Richard Duardo The Screamers Serigraph 1980 AP1220

Regular price $1,000.00

The kanji on the right leads us to suppose this was designed as an album or cd cover for the Japanese market. It also became a famous print in a larger format. As it stands you couldn't find a finer time capsule of the exhilarating mix of LA culture in the 80s, a seminal punk band imaged by a seminal Chicano artist.

Measures 11 1/4" x 11 1/4". Unsigned.

From his LA Times obituary bDavid Colker Nov. 16, 2014

Master art printer Richard Duardo, who was a pivotal figure in the Chicano art community in Los Angeles, died Tuesday at home in Los Angeles. He was 62.

A gregarious, prominent figure in the downtown arts scene, he worked as a printer with numerous world-famous artists, including David Hockney, Keith Haring and Banksy. And his own creations — silk-screen portraits of Jimi Hendrix, Bob Dylan, Duke Ellington, Che Guevara, Lauren Bacall and many others — were highly praised. But it was his support for young artists, especially in the Chicano community, that brought forth dozens of online tributes after his death and a growing memorial of candles, photos and other objects outside his downtown print studio, Modern Multiples.
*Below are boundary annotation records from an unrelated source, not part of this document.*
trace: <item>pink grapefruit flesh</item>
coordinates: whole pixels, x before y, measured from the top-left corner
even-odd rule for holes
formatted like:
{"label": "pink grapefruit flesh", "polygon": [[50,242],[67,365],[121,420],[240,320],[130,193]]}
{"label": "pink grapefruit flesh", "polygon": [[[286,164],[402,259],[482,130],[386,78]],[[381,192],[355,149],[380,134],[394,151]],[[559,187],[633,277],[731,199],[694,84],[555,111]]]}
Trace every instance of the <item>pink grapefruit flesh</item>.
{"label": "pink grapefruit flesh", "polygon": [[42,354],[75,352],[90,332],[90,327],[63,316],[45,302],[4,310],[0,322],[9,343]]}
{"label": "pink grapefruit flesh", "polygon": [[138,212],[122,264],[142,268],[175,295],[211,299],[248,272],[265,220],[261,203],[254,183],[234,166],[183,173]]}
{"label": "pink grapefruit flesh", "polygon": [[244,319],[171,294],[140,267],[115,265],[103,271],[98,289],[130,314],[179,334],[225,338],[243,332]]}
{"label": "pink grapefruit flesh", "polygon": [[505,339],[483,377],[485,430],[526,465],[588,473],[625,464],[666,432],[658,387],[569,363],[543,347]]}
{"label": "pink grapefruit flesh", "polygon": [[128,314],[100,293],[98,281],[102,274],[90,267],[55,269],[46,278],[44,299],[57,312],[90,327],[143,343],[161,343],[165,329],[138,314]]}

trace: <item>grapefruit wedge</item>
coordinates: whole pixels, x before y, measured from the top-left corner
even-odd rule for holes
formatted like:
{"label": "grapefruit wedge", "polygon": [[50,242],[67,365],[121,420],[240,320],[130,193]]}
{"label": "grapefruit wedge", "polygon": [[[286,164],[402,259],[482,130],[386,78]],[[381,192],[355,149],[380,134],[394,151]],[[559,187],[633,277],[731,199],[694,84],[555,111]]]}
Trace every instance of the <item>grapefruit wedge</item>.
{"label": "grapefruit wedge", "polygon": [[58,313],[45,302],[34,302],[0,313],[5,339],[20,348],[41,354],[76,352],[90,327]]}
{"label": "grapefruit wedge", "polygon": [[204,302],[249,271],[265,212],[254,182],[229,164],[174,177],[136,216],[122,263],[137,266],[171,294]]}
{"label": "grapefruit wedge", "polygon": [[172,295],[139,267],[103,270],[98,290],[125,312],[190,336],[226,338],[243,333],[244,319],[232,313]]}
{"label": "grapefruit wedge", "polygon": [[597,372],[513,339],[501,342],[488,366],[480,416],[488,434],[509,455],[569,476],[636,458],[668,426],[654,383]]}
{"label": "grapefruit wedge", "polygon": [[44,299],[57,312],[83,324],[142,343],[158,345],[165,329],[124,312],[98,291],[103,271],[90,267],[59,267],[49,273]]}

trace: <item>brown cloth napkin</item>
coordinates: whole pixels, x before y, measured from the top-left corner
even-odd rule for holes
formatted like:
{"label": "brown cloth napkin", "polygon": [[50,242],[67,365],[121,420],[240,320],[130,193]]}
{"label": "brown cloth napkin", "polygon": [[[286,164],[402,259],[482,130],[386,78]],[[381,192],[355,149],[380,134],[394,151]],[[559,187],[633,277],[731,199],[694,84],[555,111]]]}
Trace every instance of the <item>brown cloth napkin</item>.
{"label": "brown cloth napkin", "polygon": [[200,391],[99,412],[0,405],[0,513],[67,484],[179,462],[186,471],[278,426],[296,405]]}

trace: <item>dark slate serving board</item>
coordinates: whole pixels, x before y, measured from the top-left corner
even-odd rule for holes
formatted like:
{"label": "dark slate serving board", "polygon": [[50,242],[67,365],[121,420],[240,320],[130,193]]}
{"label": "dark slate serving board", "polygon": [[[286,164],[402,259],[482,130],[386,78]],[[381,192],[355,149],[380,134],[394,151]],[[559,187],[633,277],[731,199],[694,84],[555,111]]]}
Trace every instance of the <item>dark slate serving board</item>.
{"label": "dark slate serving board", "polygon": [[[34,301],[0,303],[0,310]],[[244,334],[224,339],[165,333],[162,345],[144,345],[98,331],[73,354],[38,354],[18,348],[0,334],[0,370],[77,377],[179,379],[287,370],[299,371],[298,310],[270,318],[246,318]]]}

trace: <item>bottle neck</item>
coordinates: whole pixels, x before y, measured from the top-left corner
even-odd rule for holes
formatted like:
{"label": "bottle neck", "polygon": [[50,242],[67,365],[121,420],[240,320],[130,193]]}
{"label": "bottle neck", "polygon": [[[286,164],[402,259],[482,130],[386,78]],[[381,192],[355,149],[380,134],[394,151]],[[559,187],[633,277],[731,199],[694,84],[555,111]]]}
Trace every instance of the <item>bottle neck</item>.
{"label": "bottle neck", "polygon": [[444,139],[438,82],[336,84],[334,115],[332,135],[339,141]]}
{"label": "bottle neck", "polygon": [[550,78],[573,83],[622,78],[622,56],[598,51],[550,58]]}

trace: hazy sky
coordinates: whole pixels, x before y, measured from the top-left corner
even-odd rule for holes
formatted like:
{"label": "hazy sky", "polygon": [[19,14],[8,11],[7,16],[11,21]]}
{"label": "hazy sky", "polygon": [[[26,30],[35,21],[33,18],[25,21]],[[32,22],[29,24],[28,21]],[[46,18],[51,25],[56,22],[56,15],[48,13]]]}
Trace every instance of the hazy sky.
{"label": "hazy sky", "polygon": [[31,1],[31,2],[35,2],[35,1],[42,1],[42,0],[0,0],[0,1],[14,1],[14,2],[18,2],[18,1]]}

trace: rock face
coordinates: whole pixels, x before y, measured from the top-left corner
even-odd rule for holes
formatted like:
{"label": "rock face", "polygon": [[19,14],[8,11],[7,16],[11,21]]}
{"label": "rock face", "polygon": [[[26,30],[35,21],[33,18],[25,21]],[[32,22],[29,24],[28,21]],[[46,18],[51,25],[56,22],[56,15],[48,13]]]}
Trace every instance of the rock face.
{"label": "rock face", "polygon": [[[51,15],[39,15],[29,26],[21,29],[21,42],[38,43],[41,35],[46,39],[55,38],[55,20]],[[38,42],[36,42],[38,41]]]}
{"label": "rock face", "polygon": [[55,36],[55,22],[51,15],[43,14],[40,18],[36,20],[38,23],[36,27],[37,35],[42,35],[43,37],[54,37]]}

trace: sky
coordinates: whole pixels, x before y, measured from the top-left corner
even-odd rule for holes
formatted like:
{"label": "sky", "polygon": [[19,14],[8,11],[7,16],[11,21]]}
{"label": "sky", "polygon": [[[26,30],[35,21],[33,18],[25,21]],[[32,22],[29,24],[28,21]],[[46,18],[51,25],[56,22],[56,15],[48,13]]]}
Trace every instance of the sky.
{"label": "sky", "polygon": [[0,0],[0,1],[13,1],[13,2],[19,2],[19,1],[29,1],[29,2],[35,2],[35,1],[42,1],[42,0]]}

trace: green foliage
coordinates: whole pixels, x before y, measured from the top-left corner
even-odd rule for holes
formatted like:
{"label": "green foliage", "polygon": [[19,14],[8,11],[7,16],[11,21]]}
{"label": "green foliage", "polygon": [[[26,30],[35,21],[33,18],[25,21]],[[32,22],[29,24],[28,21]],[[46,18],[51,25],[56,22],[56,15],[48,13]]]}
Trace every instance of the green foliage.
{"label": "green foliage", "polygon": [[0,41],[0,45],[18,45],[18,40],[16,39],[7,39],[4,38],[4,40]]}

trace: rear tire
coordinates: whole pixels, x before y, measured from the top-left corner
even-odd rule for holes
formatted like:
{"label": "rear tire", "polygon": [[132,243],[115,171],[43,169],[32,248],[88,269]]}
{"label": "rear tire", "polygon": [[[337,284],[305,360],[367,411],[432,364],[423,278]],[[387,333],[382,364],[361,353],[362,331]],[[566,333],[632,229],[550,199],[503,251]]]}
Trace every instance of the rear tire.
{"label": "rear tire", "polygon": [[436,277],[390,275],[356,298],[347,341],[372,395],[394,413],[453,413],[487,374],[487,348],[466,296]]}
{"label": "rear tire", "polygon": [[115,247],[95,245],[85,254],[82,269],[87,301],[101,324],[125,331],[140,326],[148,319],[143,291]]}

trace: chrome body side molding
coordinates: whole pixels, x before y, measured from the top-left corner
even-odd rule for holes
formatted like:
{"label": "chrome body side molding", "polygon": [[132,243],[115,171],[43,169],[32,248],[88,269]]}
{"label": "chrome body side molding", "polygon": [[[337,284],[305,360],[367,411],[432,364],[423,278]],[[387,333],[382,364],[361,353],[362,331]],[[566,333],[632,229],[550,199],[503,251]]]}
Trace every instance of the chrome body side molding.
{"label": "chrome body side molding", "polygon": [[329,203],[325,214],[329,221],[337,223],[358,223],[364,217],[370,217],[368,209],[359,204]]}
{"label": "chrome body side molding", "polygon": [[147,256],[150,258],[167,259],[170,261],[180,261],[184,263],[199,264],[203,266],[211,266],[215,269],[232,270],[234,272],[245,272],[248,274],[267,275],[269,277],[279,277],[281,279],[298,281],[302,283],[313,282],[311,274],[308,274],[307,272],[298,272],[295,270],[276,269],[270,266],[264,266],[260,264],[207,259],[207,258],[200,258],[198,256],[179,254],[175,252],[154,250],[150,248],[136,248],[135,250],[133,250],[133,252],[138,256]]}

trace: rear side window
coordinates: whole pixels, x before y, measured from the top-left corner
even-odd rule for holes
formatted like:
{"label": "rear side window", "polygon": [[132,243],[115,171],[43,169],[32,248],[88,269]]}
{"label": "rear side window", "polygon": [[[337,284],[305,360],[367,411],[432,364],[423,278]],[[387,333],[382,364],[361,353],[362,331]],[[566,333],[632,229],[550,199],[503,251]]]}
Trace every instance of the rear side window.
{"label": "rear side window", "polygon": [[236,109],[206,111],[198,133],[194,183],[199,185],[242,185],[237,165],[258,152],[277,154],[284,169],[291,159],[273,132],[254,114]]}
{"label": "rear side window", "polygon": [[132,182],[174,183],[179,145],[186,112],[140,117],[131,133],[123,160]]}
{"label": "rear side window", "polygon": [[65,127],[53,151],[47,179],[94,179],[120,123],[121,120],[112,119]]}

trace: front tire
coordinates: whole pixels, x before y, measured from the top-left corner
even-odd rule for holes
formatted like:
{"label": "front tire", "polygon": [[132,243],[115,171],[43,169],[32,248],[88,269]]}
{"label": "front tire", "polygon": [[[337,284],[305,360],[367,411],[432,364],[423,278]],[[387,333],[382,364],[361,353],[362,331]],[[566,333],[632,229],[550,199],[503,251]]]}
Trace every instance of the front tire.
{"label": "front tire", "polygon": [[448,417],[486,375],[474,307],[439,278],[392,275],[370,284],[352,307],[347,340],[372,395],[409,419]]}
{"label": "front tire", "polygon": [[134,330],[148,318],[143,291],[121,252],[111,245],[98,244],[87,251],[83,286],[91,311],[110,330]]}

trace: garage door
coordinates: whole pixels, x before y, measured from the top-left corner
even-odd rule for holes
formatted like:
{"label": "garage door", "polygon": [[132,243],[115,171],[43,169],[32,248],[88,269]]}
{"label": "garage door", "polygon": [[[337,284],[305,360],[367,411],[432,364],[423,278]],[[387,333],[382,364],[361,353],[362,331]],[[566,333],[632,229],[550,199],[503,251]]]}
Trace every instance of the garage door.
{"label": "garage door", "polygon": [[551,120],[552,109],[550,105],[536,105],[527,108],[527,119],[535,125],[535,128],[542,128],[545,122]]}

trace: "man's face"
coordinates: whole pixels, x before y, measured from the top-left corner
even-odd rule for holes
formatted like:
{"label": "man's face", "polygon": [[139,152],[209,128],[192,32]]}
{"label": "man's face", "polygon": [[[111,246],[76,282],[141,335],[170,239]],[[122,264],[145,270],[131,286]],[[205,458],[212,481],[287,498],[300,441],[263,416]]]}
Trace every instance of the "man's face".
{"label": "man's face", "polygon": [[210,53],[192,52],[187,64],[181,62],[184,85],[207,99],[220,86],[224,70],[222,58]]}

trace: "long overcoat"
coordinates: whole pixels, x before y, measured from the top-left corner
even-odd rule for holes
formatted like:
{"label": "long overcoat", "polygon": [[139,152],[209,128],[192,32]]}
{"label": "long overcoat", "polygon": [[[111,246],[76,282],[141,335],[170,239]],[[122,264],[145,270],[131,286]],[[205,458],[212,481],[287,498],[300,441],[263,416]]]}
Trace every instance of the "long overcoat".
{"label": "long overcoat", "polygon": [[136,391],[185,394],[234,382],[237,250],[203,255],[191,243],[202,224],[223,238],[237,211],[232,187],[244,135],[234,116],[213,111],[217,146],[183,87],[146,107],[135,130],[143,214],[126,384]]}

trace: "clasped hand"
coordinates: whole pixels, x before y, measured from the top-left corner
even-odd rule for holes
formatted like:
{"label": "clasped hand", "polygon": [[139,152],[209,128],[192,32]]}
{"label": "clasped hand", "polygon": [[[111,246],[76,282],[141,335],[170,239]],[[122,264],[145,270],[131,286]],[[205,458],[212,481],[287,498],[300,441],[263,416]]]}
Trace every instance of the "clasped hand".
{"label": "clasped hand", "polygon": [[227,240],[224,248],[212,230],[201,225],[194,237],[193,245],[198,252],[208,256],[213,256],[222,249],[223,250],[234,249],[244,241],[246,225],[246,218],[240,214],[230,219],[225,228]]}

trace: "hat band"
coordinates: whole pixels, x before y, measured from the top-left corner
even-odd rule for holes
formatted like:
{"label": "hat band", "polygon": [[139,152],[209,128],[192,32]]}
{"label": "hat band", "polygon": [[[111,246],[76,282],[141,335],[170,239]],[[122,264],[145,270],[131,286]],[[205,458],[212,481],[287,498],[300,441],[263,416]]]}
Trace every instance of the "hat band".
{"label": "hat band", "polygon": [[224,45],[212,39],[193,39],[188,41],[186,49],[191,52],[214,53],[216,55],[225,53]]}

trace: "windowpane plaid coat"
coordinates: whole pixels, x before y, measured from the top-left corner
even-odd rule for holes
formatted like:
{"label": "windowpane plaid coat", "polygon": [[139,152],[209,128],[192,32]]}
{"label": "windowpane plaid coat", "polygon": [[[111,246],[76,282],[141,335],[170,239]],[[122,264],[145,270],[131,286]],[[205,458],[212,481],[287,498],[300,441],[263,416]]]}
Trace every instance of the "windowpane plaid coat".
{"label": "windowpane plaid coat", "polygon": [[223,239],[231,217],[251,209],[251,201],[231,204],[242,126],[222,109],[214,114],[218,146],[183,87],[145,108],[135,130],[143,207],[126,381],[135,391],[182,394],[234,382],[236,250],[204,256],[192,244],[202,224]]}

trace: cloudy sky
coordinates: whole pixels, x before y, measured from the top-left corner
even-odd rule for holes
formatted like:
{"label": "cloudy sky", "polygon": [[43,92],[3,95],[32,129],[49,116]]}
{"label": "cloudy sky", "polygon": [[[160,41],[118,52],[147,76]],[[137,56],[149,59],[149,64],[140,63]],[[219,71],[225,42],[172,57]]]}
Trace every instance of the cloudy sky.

Duardo was born May 15, 1952, in Boyle Heights. He graduated from Franklin High School in Highland Park and studied art at Pasadena Community College and UCLA, where he got a master’s degree in fine art.

 

But after college he felt that he was in danger of straying from his roots. “I was determined to find myself again, and who I really was as a Chicano,” he said in a videotaped interview for KCET. “I went straight back to the neighborhood I was born in.” After working with the famed Self-Help Graphics arts center that specializes in printmaking, Duardo was a co-founder in the late 1970s of the Centro de Arte Público, a highly political arts collective in Highland Park.